Like so many super deluxe box sets, ‘Human’s Lib’ has one flaw: a decision was made to mix formats and also include various bits and pieces that serve no real purpose than bump up the price. The LP picture disc looks terrific, but in reality few people will actually play it when there are CDs handy; those who still value CDs would almost certainly wish this piece of vinyl had been sold separately and have the price of the box setreduced accordingly. For history’s sake there are also replicas of Howard’s original “White Demo” cassette, the ‘Human’s Lib’ tour programme and a fan club card. They all look nice enough, but they’ll never have that “cool factor” of still owning the original items. Still, nothing’s perfect…

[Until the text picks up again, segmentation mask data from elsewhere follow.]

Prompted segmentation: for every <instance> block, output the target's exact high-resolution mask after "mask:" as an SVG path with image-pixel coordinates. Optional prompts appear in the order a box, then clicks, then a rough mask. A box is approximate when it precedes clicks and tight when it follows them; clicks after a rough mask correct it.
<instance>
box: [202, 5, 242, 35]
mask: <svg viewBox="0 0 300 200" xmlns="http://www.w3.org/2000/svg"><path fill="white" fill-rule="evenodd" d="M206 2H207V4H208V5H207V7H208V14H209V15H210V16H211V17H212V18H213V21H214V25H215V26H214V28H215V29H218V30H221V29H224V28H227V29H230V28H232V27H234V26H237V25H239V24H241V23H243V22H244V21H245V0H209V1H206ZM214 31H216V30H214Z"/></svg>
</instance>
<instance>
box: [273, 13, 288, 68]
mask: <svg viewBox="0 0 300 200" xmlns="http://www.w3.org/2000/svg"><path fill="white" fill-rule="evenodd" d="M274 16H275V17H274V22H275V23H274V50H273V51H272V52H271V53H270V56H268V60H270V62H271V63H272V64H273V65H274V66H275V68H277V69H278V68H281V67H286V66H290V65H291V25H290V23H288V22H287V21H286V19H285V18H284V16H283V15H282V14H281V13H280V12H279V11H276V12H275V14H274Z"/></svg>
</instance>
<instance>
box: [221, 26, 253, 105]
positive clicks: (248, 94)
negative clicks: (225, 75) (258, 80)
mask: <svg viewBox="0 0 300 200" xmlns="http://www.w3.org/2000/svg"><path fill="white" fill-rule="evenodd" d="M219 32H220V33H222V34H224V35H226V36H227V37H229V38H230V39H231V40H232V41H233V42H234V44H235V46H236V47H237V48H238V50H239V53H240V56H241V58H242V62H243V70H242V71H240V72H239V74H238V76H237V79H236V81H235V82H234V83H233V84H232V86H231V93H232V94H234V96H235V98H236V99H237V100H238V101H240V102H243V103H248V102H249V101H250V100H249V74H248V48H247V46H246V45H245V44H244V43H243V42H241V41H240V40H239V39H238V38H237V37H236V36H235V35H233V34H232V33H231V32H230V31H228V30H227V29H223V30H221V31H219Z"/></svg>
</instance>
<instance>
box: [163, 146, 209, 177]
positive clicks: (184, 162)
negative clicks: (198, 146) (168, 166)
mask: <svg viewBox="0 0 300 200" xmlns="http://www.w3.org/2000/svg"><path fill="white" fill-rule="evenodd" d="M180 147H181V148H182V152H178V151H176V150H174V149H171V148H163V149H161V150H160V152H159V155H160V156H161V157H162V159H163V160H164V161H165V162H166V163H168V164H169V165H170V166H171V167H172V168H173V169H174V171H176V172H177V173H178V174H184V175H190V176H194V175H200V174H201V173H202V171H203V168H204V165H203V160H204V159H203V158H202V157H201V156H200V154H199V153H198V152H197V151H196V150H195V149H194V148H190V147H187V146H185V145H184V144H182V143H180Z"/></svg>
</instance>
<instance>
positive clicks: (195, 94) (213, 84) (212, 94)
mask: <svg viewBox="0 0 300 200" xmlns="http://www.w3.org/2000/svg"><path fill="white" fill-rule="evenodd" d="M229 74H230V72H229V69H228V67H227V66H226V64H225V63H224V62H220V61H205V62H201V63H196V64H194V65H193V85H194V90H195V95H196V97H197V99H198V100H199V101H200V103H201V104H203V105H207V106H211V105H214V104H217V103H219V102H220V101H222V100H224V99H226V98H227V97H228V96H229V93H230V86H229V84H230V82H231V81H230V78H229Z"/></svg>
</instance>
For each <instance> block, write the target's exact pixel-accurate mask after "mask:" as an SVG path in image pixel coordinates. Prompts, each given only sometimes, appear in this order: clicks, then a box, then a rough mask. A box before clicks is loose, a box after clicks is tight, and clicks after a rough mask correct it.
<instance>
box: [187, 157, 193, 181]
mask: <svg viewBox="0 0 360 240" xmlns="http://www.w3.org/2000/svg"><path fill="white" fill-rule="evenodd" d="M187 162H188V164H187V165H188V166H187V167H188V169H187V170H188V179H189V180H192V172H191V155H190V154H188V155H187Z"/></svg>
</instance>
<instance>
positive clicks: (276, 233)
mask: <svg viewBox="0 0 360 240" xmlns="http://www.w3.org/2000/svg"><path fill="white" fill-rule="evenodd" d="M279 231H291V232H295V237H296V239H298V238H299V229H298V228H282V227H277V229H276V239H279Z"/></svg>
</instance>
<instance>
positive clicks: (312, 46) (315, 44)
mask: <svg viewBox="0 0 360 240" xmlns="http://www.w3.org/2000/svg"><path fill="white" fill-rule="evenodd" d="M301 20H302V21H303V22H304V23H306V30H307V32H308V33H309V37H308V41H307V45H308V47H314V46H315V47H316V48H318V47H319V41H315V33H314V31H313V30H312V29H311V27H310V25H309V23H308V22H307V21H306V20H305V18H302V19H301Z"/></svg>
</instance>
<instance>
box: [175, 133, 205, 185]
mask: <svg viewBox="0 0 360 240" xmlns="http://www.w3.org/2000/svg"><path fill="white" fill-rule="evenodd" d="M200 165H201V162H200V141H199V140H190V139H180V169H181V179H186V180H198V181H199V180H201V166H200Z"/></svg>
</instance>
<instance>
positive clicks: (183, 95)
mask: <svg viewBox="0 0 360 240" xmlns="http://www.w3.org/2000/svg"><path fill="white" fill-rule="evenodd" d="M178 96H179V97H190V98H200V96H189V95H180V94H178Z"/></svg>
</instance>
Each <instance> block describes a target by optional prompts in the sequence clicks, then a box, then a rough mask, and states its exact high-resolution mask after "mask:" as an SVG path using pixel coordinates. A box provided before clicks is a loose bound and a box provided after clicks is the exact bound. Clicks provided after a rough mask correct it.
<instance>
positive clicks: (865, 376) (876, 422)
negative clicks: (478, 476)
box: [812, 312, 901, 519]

[^ Bendy Jed doll not supplied]
‘Human’s Lib’ is not just one of the best albums of it’s era – it’s probably one of the five finest synth pop albums ever made. The alternate versions and DVD elements are enough alone to recommend a well curated package, but this opportunity to revisit almost every important nut and bolt of a classic debut’s construction makes for a fine box set for those with the time and money.
[A smaller and more affordable package containing highlights spread across two CDs and a single DVD is also available.]